Additionally, Alban Muller’s Cytokalmine ER (INCI: Maltitol (and) Punica Granatum Extract) is designed to reduce the general mechanism of inflammatory reaction and oxidative stress, serving as a solution for blue light damage; and Silab's Oxygeskin (INCI: Tropaeolum Majus Extract) fights damage induced in skin by blue light.
Effects of Blue Light
Aside from regular eyestrain, blue light can permanently damage vision, however this is only through constant exposure and age, per health.ucdavis.edu.
In terms of the skin, low exposure to high energy blue light can actually help, according to an article published by the journal of cosmetology. However, continued exposure can cause damage to the DNA and skin barrier, the death of cells and tissue and photoaging.

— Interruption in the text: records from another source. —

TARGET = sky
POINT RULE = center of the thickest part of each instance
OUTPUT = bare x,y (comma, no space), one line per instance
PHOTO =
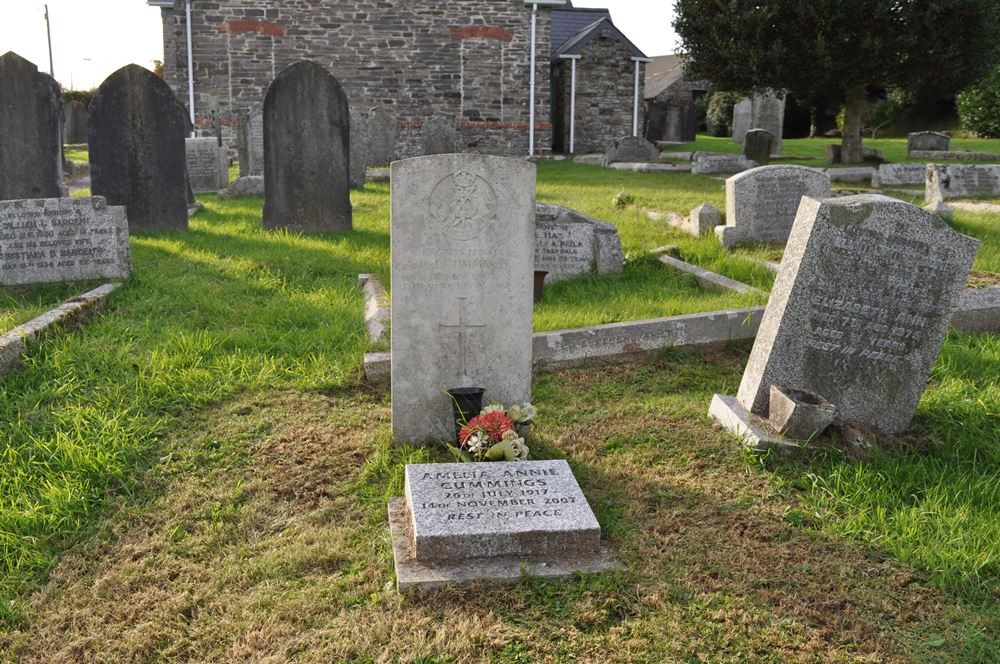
93,38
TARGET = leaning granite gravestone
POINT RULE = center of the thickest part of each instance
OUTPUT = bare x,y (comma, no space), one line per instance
137,151
46,240
757,145
208,168
953,181
570,244
630,149
858,312
307,151
462,522
463,245
761,203
30,148
438,136
383,132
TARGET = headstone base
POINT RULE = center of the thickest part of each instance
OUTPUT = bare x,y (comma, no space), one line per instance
413,575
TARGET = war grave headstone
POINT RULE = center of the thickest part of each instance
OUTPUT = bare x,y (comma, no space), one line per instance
569,244
30,134
383,132
857,315
463,250
438,136
208,167
137,150
956,181
307,151
45,240
761,203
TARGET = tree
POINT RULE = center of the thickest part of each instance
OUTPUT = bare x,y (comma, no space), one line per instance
818,47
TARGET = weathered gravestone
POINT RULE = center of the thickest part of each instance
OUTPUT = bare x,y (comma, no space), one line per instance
208,168
383,132
936,141
460,522
630,149
955,181
757,145
137,152
307,151
859,310
438,136
47,240
463,258
761,203
30,148
569,244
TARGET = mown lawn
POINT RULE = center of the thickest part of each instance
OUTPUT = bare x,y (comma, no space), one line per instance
200,474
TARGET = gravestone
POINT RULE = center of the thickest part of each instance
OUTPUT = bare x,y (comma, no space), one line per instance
757,145
208,168
383,132
570,244
761,203
630,149
30,148
74,122
137,152
307,151
359,148
957,181
463,245
461,522
44,240
438,136
250,141
859,309
936,141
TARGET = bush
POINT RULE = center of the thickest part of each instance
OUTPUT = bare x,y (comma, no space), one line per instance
979,106
719,117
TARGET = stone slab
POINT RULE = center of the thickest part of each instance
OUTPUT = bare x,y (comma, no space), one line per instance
45,240
421,576
488,509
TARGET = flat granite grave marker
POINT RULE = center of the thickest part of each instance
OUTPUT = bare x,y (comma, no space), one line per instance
137,152
307,149
463,259
30,133
460,522
44,240
761,203
858,312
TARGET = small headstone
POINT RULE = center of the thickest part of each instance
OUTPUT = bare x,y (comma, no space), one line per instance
859,309
438,136
208,168
631,149
307,151
761,203
928,140
383,129
957,181
30,148
463,245
47,240
137,152
757,145
570,244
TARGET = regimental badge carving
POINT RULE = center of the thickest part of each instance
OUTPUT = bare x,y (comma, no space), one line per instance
464,206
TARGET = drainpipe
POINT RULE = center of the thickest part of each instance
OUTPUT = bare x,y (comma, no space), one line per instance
187,10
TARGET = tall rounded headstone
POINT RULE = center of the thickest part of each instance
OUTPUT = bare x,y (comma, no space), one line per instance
137,154
30,150
307,151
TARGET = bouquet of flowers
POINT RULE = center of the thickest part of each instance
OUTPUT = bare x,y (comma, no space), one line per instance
493,434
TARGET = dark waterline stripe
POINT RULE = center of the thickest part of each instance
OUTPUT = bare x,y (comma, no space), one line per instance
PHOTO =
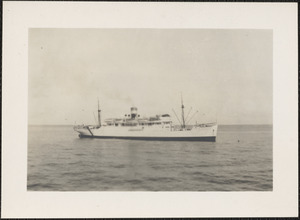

Further, when viewing screens on a daily basis for a significant amount of time, depth perception is lost. This raises significant concerns in general health and wellness, not to mention driving and outdoor activities. UCDavis suggests individuals seek a screen to real-world balance. Still, this may not always be feasible as people are enveloped in work that requires computer use, and it would not avoid blue light exposure altogether. Therefore, a reduction of the negative effects of blue light could be found in breaks from screen time (the 20-20-20 rule), blue light glasses or cosmetic products that serve to counteract or reduce symptoms of sustained blue light exposure.
Developers of blue light ingredients are creating products that will help mitigate the dangers of excessive blue light exposure. The health risks and symptoms may appear subtle, yet after an extended amount of time they can cause serious damage. Whether or not blue light ingredients are significantly helpful in reducing eye damage, circadian rhythm disruption and skin damage will require more research. There is, however, a need for them, and early findings of the benefits of these products is promising.